Vanderschueren Geert M, Taminiau Antoni H M, Obermann Wim R, van den Berg-Huysmans Annette A, Bloem Johan L
Departments of Radiology and Orthopaedic Surgery, Leiden University Medical Center, Albinusdreef 2, PO Box 9600, NL-2300 RC Leiden, the Netherlands.
Radiology. 2004 Dec;233(3):757-62. doi: 10.1148/radiol.2333031603. Epub 2004 Oct 21.
To retrospectively identify risk factors that may impede a favorable clinical outcome after thermocoagulation for osteoid osteoma.
Informed consent (permission for the procedure and permission to use patient data for analysis) was obtained from all patients who met study criteria, and institutional review board did not require approval. Analysis included age, sex, size and location of osteoid osteoma, presence of calcified nidus, number of needle positions used for coagulation, coagulation time, accuracy of needle position, learning curve of radiologist, and previous treatment in 95 consecutive patients with osteoid osteoma treated with thermocoagulation. With chi(2) analysis, Fisher exact test, or unpaired Student t test and logistic regression analysis, 23 unsuccessfully treated patients were compared with 72 successfully (pain-free) treated patients.

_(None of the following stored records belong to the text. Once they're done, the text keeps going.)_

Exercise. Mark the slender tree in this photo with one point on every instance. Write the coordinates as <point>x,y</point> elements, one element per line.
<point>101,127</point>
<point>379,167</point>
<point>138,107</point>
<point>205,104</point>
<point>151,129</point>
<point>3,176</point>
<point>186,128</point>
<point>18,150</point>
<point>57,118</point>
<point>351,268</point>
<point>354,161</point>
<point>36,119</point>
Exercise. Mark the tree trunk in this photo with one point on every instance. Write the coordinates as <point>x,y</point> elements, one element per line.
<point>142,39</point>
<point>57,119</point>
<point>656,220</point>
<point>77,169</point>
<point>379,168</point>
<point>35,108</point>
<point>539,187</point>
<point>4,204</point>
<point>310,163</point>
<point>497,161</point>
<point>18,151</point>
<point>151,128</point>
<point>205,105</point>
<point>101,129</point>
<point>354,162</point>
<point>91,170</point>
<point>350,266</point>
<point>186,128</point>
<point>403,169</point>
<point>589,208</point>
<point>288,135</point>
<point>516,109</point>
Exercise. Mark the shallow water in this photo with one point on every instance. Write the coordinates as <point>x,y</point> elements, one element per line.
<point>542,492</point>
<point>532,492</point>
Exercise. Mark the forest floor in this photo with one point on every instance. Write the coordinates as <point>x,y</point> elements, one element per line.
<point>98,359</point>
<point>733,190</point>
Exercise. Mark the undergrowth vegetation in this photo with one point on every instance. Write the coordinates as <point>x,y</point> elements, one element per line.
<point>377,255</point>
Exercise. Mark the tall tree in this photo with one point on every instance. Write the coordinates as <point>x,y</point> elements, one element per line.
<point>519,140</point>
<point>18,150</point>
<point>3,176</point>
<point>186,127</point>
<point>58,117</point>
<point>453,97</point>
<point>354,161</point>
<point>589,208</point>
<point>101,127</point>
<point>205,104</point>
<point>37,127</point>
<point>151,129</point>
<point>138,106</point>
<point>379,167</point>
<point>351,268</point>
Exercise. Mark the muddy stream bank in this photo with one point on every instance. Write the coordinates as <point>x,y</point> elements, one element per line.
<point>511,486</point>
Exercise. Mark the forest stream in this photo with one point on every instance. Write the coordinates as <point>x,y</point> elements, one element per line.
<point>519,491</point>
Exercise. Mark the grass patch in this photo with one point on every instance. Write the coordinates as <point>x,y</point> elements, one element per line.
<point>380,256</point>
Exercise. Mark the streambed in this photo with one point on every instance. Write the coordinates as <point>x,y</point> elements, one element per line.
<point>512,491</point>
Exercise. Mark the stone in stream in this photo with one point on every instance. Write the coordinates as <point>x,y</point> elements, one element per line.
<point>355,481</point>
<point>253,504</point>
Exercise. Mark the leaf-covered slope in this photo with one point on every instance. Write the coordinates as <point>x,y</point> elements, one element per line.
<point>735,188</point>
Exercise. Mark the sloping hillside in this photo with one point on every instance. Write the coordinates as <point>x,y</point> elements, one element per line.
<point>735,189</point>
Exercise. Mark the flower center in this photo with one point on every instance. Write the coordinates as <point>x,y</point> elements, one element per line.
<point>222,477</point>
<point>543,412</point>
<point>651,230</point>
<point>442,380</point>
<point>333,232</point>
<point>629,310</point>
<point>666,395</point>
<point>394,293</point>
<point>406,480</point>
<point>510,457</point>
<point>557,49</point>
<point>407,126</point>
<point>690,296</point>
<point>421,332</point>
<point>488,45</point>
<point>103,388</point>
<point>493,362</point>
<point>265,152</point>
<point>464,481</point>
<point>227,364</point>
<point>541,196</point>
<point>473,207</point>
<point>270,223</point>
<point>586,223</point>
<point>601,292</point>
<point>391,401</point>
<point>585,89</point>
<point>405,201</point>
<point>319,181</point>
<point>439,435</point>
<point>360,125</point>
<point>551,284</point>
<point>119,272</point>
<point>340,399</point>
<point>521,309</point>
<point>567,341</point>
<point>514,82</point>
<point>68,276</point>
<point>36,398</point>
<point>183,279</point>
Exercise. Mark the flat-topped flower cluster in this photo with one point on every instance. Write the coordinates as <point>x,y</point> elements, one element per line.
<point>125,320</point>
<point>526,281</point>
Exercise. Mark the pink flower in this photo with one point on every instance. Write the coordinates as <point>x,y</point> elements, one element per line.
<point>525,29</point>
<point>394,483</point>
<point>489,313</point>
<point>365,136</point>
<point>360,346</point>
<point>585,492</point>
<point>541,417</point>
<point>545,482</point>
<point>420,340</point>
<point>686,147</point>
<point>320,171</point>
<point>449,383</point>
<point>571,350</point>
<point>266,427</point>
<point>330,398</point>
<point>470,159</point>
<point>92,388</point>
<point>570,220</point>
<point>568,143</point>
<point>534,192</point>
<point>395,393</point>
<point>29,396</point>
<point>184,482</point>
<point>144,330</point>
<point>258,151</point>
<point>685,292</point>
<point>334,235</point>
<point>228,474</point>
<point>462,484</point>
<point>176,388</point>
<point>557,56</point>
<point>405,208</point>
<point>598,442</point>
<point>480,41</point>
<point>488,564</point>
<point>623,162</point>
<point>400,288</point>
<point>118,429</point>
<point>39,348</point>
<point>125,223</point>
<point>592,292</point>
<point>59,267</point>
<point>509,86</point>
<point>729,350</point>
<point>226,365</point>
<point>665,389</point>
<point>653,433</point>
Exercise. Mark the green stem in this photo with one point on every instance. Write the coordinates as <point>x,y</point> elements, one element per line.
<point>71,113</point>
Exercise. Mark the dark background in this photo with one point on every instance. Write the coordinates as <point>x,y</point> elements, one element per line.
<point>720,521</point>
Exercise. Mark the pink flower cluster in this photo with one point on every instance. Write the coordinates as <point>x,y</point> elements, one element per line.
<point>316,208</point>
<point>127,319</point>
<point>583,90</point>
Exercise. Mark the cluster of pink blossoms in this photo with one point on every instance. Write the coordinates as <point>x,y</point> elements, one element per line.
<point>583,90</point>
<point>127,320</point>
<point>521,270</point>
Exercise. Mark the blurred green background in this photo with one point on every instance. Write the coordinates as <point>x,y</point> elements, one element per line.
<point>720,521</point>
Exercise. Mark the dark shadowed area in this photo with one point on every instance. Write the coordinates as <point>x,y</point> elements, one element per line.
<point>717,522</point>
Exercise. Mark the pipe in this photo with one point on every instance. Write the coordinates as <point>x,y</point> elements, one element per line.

Parameters associated with decreased risk for treatment failure were advanced age (mean age, 24 years in treatment success group vs 20 years in treatment failure group) and increased number of needle positions during thermocoagulation. Estimated odds ratios were, respectively, 0.93 (95% confidence interval: 0.88, 0.99) and 0.10 (95% confidence interval: 0.02, 0.41). Patients with a lesion of 10 mm or larger seemed at risk for treatment failure (odds ratio = 2.68), but the 95% confidence interval of 0.84 to 8.52 included the 1.00 value. Needle position was inaccurate in nine of 23 patients with treatment failure; only one needle position was used in eight of these nine patients. Lesion location, calcification, sex, coagulation time, radiologist's learning curve, and previous treatment were not risk factors.
Multiple needle positions reduce the risk of treatment failure in all patients and should especially, but not exclusively, be used in large (> or =10-mm) lesions or lesions that are difficult to engage to reduce the risk for unsuccessful treatment.
回顾性确定可能妨碍骨样骨瘤热凝治疗后获得良好临床结果的危险因素。
从所有符合研究标准的患者处获得知情同意书(手术同意书及使用患者数据进行分析的同意书),机构审查委员会无需批准。分析包括95例连续接受热凝治疗的骨样骨瘤患者的年龄、性别、骨样骨瘤的大小和位置、钙化巢的存在情况、用于凝固的针位数量、凝固时间、针位准确性、放射科医生的学习曲线以及既往治疗情况。通过卡方分析、Fisher精确检验、非配对学生t检验和逻辑回归分析,将23例治疗失败的患者与72例成功(无痛)治疗的患者进行比较。
与治疗失败风险降低相关的参数为年龄较大(治疗成功组平均年龄24岁,治疗失败组平均年龄20岁)以及热凝过程中针位数量增加。估计优势比分别为0.93(95%置信区间:0.88,0.99)和0.10(95%置信区间:0.02,0.41)。病灶大小为10 mm或更大的患者似乎有治疗失败的风险(优势比 = 2.68),但其95%置信区间为0.84至8.52,包含1.00值。23例治疗失败的患者中有9例针位不准确;这9例患者中有8例仅使用了一个针位。病灶位置、钙化情况、性别、凝固时间、放射科医生的学习曲线以及既往治疗均不是危险因素。
多针位可降低所有患者治疗失败的风险,尤其(但不仅限于)应在较大(≥10 mm)病灶或难以处理的病灶中使用,以降低治疗失败的风险。